Il governatore di Istanbul ha lanciato un blitz che sta cambiando la direzione del Paese: c'era una Turchia pre-Taksim, ora ce n'è una post Taksim. Erdogan ha proclamato tolleranza zero e non ha resistito all'istinto della repressione per affermare il suo potere: in pochi ancora pensano che possa perderlo, contando su un robusto blocco religioso e conservatore, ma la sua immagine sul piano internazionale appare compromessa e sono state seriamente intaccate le sue ambizioni di diventare nel 2014 il capo di una Repubblica presidenziale.
In una decina di giorni una modesta manifestazione ecologista, avviata da un centinaio di attivisti, è diventata uno scontro di valori e politico che sta polarizzando il Paese. E questa è già una sconfitta pesante per un leader che ha elargito alle telecamere dichiarazioni sconcertanti prendendo di mira dai manifestanti - li ha chiamati dei saccheggiatori criminali - ai social network, da lui definiti una cancrena.

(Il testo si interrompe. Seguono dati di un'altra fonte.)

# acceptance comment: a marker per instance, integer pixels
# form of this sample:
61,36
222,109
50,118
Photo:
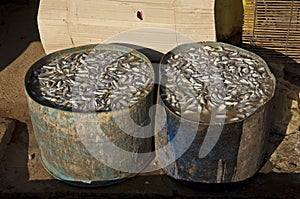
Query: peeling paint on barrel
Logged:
63,151
237,154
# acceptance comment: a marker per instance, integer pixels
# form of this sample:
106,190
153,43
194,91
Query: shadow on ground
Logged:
18,28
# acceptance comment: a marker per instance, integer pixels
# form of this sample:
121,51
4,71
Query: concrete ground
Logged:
21,172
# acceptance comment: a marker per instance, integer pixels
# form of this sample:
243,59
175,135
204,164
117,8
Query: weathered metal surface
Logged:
233,155
71,148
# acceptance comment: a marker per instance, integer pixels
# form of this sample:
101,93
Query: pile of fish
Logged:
204,80
94,80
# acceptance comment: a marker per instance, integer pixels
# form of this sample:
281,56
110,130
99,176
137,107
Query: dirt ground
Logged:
21,172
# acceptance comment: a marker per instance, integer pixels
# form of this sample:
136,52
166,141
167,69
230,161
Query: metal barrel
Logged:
90,148
231,156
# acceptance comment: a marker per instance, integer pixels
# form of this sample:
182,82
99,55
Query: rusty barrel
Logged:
90,148
230,151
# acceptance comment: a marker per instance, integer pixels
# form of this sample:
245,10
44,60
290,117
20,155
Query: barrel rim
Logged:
216,44
77,49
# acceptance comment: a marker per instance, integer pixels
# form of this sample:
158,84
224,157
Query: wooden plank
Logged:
69,23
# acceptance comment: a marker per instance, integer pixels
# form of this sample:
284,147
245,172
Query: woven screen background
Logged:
272,29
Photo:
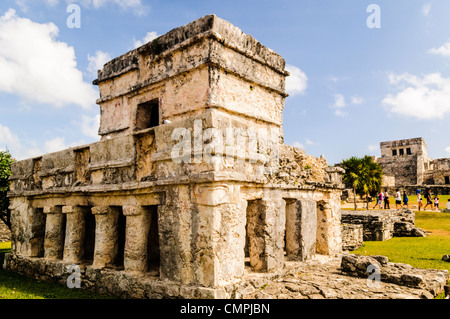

A Taksim gli errori, come spesso accade in questi casi, ieri sono stati su entrambi i fronti. I manifestanti dei gruppi di sinistra hanno affrontato la polizia con lanci di pietre e molotov: si è trattato di un errore fatale perché gli agenti hanno avuto buon gioco a reagire con la massima decisione, stringendoli dentro il Gezi Park, che secondo le promesse del governatore Avni Mutlu doveva restare inviolato.

Sono così caduti in una doppia trappola perché la piazza era stata infiltrata da provocatori: un'immagine mostra uno dei lanciatori di molotov con una pistola in tasca. Cambiano le stagioni e i regimi ma i metodi della polizia resistono alle mode politiche. Le immagini diffuse in tutto il mondo hanno inquadrato alcuni dimostranti che si riparano dietro a scudi neri con la sigla del gruppo stalinista Sdp, il Partito della Democrazia socialista. Ma in realtà - afferma un militante, Ahmet Koksal, 25 anni - quando ci siamo avvicinati per dare manforte ci siamo accorti che non conoscevamo nessuna delle loro facce.
Vera o no che sia questa versione, otto lanciatori di bottiglie incendiarie sono stati fermati dagli stessi manifestanti e consegnati alla polizia per evitare ulteriori provocazioni.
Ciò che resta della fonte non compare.